Sunday, September 8, 2013


From Luke 9:18-27... Jesus asks the disciples who the crowds say he is; Jesus talks about his own death and some attributes of discipleship.

• (after the reading of the gospel...)
Whaddya suppose happened after this? The next words in Luke are “about eight days after Jesus said this…” (9:28). I know the disciples probly didn’t go to the coffee shop the next morning, but you can imagine getting some unexpected stunning news and, well, talking about it for a few days, trying to figure out what it means, trying to figure out the implications, and what the future means.
“The Son of Man must suffer many things and be rejected—by the elders, chief priests and the legal experts—and be killed and be raised on the third day.” (9:22)
I don’t get it. I mean just a few days ago He fed thousands of people with one guy’s lunch pail. Yeah, and remember He told the storm to stop and it did! Yeah, yeah, and He cast the demons out of that guy in the cemetery, Man, that was a sight! He healed that woman without even trying, he brought a dead girl back to life and He’s telling us He’s going to be killed?! I don’t get it. I didn’t see that coming. I thought you were onto something, Peter, when you said He was the Christ, sent from God, but I just don’t know what to make of what he said. I didn’t expect that.
• Oddly enough, Luke is the only one of the synoptic gospels to remove the disciples’ reactions to Jesus’ prediction of his death. Matthew and Mark include Peter rebuking Jesus – say it isn’t so! and right after calling him Messiah – and Jesus counter-rebuking Peter saying “Get behind me, Satan!” But why doesn’t Luke include Peter’s reaction?
I think he wants us to focus on Jesus’ words. Peter’s confession, Jesus’ words, and Jesus’ speech about discipleship. It’s so easy to get sidetracked by peoples’ words and actions, and we really gotta give our attention to Jesus first. (which is one reason we celebrated communion early in the service today… Jesus first.)
• So the last few chapters have been asking Who is Jesus? We have been witnessing great displays of God’s power working in Jesus, master over storms and demons, disease and death. We’ve witnessed Jesus giving the disciples the power to cast out demons and cure diseases, we’ve witnessed God’s power in Jesus as thousands are miraculously fed, and now we’ve got a 90-degree turn from where we thought we were going – Jesus is the Christ, Jesus is the Redeemer, Jesus will cleanse the land from its foreign occupiers…
Who is Jesus? He is one in the tradition of the prophets – proclaiming and healing – but he’s more. He’s one like John the Baptist, preaching and challenging, but he’s more. And he doesn’t deny being the Christ, sent from God, but he’s more, and he’s not what you expected. His road leads neither to a military sword nor a political crown but a criminal’s death on a cross. Totally different trajectory than expected.
• But, you wanna be on God’s team, you listen to Jesus and you follow Jesus, not your own expectations or hopes, not the expectations or hopes of man, but you follow Jesus.
• What does it look like to follow Jesus? Well right here he gives us five points about discipleship. (And just as an aside, I wanted to talk about stewardship and commitment in September, so think of this as something of a commitment/discipleship message)                                                                    
• Five points about discipleship. First: “All who want to come after Jesus must say no to themselves, take up their cross daily, and follow him.” (9:23) Taking up the cross here is a regular, repeated, voluntary yielding of your life to follow Jesus. It is not giving a little here and there when it’s convenient; it is not backing out when it’s tough; and it’s not once-and-done. A disciple daily even hourly yields their life to Christ.
• Second: “All who want to save their lives will lose them, but all who lose their lives because of Jesus will save them.” (9:24) The depth of commitment is reiterated here.

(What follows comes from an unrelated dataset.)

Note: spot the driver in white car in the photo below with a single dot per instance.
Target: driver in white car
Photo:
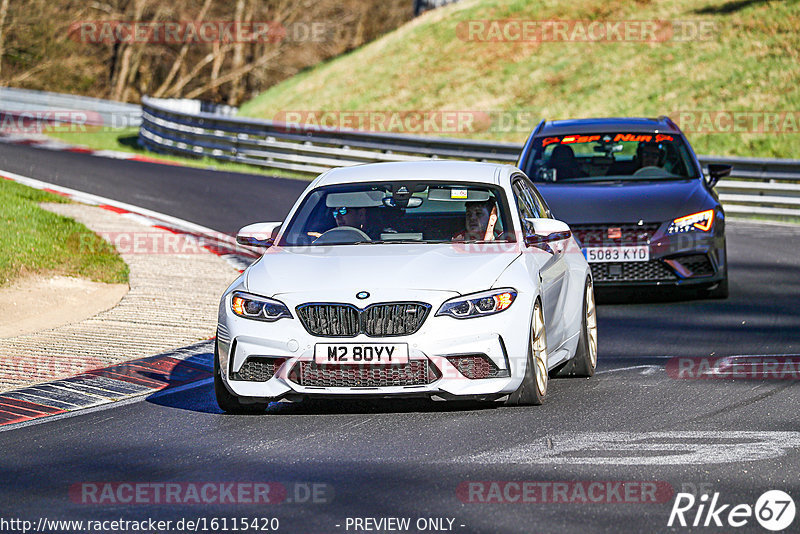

When a follower puts their own life over or before Christ’s, they are not living as a disciple. There’s a similar saying told to soldiers before battle: the first to die will be those who turn and run. The one who stays in the battle, even though they may die, their selflessness goes before them.
• Third: “What advantage do people have if they gain the whole world for themselves yet perish or lose their lives?” (9:25) Jesus is talking here about worldly goods, possessions, and the potential our possessions have of possessing us. Hence sending the disciples out with little more than the shirt on their backs, which happened before this episode and is repeated in chapter ten. Rely not on your own strength or your own stuff, rely fully on God, if you would be a disciple.
• Fourth: “Whoever is ashamed of Jesus and his words, the Son of Man will be ashamed of that person…” (9:26)  What you’ve got as a disciple is your words, your witness, your testimony, your repeated simple belief that Jesus Christ is Lord and your living your life so that others will know that, know that and want to be like that.
• And fifth: the one who lives the life of the disciple will see God’s fruit while they live.

• So. Jesus is the Christ, and more. 
And your presence is required. 
Be there. 
Be here. 
Be a disciple. 
Be the body of Christ. 
Regardless of circumstances. Follow Jesus.